È quanto emerge da uno studio condotto dall’associazione Pizzaioli Apes su un campione rappresentativo di 300 pizzerie e ristoranti italiani, alle prese con gli irrinunciabili eventi gastronomici delle feste. L’effetto Monti si fa sentire anche sulle tavole: archiviati foie gras, salmone e caviale, resistono invece lo zampone (31%), il baccalà con la polenta (23%), ravioli e cappelletti (14%) e soprattutto irrompe l’economica pizza (21%), sulla quale ripiegherà una famiglia italiana su cinque, soprattutto nella versione beneaugurante lanciata dai pizzaioli: la cosiddetta Pizza SuperEnalotto a base di culatello e peperoncino. Anche in tempo di crisi, gli italiani non sono disposti a rinunciare ai momenti di convivialità con parenti e amici: per il 92% del campione preso in esame i canonici appuntamenti a tavola vanno rispettati.

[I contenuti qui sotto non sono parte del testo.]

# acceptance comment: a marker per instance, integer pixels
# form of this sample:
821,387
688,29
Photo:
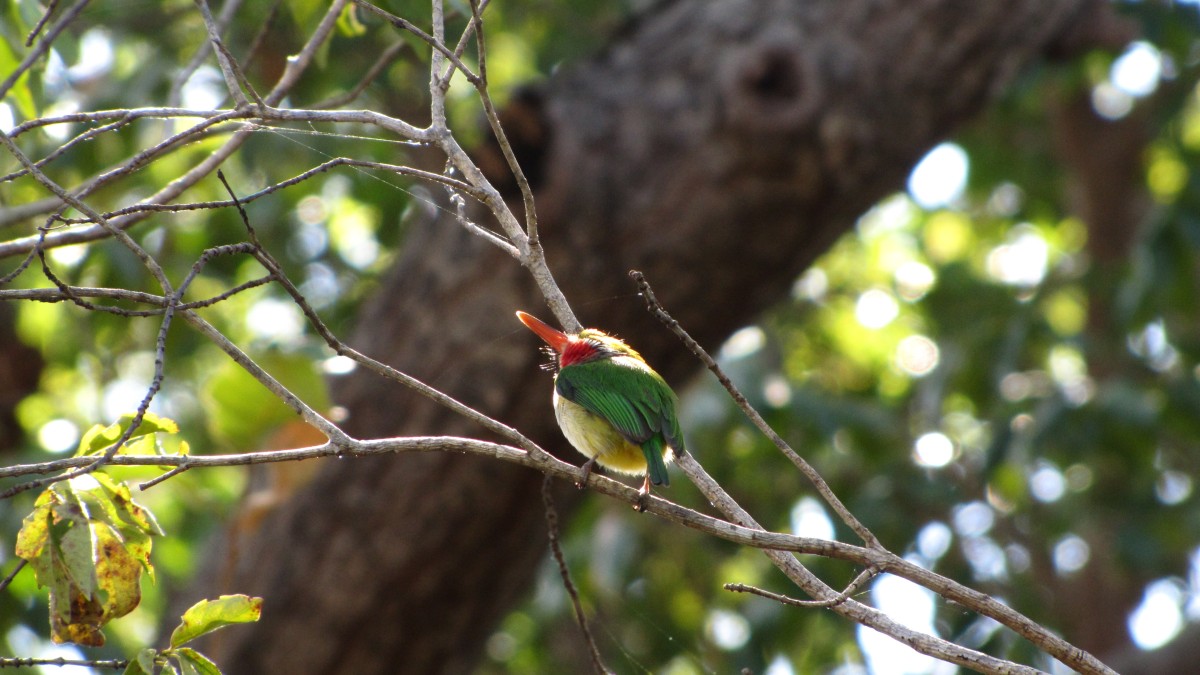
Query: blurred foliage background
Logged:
979,387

Tuttavia 8 italiani su 10 si dicono preoccupati per la situazione attuale e confessano che quest’anno modificheranno le proprie abituali consuetudini.

Secondo gli intervistati, il menu ideale per le festività di fine 2011 e inizio 2012 deve innanzitutto costare poco (42%), deve essere di buon auspicio (25%), originale (13%), fare uso di prodotti del territorio (11%) ed essere sano (6%). E se la stragrande maggioranza resterà in casa (74%), si stima che un italiano su quattro non rinuncerà a mangiare fuori, preferendo tuttavia le più economiche pizzerie (56%) ai ristoranti (29%). Ma quali piatti compongono quest’anno i menu delle feste? Non mancano le soluzioni originali, capaci di scalzare i piatti tipici della tradizione e più rispondenti alle nuove esigenze. Tra gli antipasti, bocciati le costose e introvabili ostriche (22%), il salmone (17%), il caviale (14%) e il foie gras (12%), classici accompagnamenti per i crostini, ma ritenuti cari e giudicati troppo ‘esoticì. Al loro posto gli italiani riscoprono soprattutto le mediterranee bruschette, apprezzate dal 46% del campione e guarnite con pomodoro fresco e acciughe o aglio, olio e peperoncino. Concludendo con i dolci, il panettone, il pandoro e il torrone restano irrinunciabili. L’82% del campione non li sostituirà, ma la maggior parte degli intervistati (71%) confessa che quest’anno li acquisterà nei circuiti della grande distribuzione, abbandonando le più costose produzioni artigianali.